The keel for HMS Kelly was laid on 26 August 1937 and she took two years to complete. She was a K-Class destroyer, named after the Admiral of the Fleet, Sir John Kelly whose daughter launched her on 25 October 1938. Her Captain was Lord Louis Mountbatten.
After War was declared on 3 September 1939 HMS Kelly was straight into the thick of the conflict. The following day together with HMS Acheron she helped to sink a u-boat and on 12 September HMS Kelly brought the Duke of Windsor (the former King Edward VIII) back to England from Le Havre.
During her short career the ‘Kelly’ suffered a lot of bad luck. In December 1939 her stern was damaged after she struck a German mine just off the River Tyne. Repairs were not completed until the following February. Much worse was to come. On 9 May 1940, while searching for German minelayers in the North Sea, she was torpedoed with the loss of 27 lives. Many of these men are buried in Hebburn Cemetery.
With great difficulty she was towed back to Hawthorn Leslie’s shipyard by HMS Bulldog. Lord Mountbatten wrote:
“…when this perilous journey began, my Navigator asked me where we should make for – and without a second’s hesitation I replied: Hebburn. I knew the ship’s birthplace was where she should return; and not only was the Kelly given a new lease of life, but my decision was more than justified by the real human sympathy and interest alone which was shown to our wounded and killed” (Our Ships at War by R. & W. Hawthorn Leslie & Co. Ltd).
It’s also worth recording the comments of the Controller of the Navy who wrote:
“Kelly was got into harbour not only by the good seamanship of the officers and men, but also on account of the excellent workmanship which ensured the watertightness of the other compartments. A single defective rivet might have finished her” (Our Ships at War by R. & W. Hawthorn Leslie & Co. Ltd).
HMS Kelly was assessed and the necessary repairs carried out by the workers at Hawthorn Leslie. The Archives holds a photograph album kept by the firm, which shows the full extent of the damage. These images are included in a new flickr set.
The repairs were completed and the ‘Kelly’ returned to service in December 1940. By May 1941 she was leading the 5th Destroyer Flotilla in the Mediterranean. Tragically, on 23 May while returning to Alexandria she was bombed and sunk by the Luftwaffe. Survivors were picked up by HMS Kipling but the loss of life was terrible.
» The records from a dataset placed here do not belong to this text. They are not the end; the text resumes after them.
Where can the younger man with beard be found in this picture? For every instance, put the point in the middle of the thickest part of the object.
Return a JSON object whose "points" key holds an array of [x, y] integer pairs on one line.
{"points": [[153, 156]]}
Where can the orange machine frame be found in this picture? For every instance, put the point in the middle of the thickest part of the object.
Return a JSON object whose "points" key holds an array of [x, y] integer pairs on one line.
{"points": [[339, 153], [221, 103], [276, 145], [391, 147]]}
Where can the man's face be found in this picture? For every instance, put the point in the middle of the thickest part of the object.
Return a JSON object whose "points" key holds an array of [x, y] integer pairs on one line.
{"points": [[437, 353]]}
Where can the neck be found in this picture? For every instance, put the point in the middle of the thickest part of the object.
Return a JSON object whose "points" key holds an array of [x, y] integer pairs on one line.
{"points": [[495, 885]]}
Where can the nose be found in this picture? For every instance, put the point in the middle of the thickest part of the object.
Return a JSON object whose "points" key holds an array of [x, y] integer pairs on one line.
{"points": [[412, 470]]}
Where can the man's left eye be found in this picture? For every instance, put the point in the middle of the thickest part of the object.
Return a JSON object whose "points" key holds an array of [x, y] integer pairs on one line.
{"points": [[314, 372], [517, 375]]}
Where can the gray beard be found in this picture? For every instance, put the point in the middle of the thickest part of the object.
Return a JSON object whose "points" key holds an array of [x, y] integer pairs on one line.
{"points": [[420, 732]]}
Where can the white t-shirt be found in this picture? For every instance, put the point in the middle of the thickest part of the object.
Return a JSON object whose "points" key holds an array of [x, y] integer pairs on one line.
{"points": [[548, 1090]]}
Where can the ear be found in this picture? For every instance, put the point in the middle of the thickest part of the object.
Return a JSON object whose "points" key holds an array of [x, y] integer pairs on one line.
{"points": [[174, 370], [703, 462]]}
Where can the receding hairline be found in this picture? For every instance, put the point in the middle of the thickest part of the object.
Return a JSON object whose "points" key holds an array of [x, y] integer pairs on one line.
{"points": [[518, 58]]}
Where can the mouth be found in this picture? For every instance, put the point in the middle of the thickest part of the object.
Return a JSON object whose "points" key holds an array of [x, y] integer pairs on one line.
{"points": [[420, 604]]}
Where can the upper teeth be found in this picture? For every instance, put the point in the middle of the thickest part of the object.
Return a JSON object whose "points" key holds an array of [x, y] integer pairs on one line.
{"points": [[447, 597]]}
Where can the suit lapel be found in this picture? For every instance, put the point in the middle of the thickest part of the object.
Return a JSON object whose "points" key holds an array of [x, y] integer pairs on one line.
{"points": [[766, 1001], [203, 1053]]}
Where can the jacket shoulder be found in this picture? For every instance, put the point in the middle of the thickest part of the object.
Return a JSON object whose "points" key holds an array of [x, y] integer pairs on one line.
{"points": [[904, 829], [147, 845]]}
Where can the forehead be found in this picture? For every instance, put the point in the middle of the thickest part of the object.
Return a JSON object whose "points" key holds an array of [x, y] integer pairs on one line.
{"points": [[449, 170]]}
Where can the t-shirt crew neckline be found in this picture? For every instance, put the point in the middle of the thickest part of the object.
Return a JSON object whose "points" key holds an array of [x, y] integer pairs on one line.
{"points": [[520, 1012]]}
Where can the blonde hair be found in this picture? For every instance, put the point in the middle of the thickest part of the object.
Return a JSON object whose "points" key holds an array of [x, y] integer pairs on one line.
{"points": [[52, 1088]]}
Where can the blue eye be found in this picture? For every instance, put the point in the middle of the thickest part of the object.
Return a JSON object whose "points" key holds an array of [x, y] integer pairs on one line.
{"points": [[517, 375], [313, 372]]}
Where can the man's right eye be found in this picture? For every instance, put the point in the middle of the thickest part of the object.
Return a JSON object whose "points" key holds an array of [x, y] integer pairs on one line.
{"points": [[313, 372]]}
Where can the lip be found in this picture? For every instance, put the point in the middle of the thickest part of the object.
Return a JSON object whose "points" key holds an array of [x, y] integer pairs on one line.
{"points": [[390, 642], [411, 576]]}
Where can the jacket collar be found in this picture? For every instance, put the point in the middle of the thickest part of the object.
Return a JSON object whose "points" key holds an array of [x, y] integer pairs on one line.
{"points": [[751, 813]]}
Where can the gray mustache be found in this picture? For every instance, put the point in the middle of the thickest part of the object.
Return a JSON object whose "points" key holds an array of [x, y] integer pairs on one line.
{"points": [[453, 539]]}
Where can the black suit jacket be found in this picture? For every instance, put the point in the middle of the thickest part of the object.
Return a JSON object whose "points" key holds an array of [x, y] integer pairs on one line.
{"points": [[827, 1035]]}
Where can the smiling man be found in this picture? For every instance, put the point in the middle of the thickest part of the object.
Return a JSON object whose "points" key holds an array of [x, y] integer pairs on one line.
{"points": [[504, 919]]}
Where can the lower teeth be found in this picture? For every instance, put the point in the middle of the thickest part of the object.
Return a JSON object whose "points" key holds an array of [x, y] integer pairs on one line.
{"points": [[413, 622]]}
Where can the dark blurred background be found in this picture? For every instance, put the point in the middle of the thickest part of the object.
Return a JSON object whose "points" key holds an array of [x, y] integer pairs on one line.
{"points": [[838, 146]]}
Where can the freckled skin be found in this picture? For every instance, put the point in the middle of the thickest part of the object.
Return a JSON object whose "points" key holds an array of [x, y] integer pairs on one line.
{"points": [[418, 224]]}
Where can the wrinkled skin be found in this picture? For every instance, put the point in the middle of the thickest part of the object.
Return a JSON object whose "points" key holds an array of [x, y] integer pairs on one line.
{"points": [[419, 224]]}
One hundred and thirty men were killed and they are remembered in memorials at Hebburn Cemetery, together with the 27 crew members who perished in May 1940.
The memorials were erected by the survivors of HMS Kelly and the workers at Hawthorn Leslie. Mountbatten commented on this writing:
“None of us will forget how members of the Yard contributed to the Memorial which was put up in the Hebburn Cemetery, or the kindness and sympathy of those who tended the grave. There is a strong mutual bond between the men who build our ships and the men who sail in them and fight in them; and this has perhaps never been more clearly shown than it was between us in the Kelly and you in the Yard” (Our Ships at War by R. & W. Hawthorn Leslie & Co. Ltd).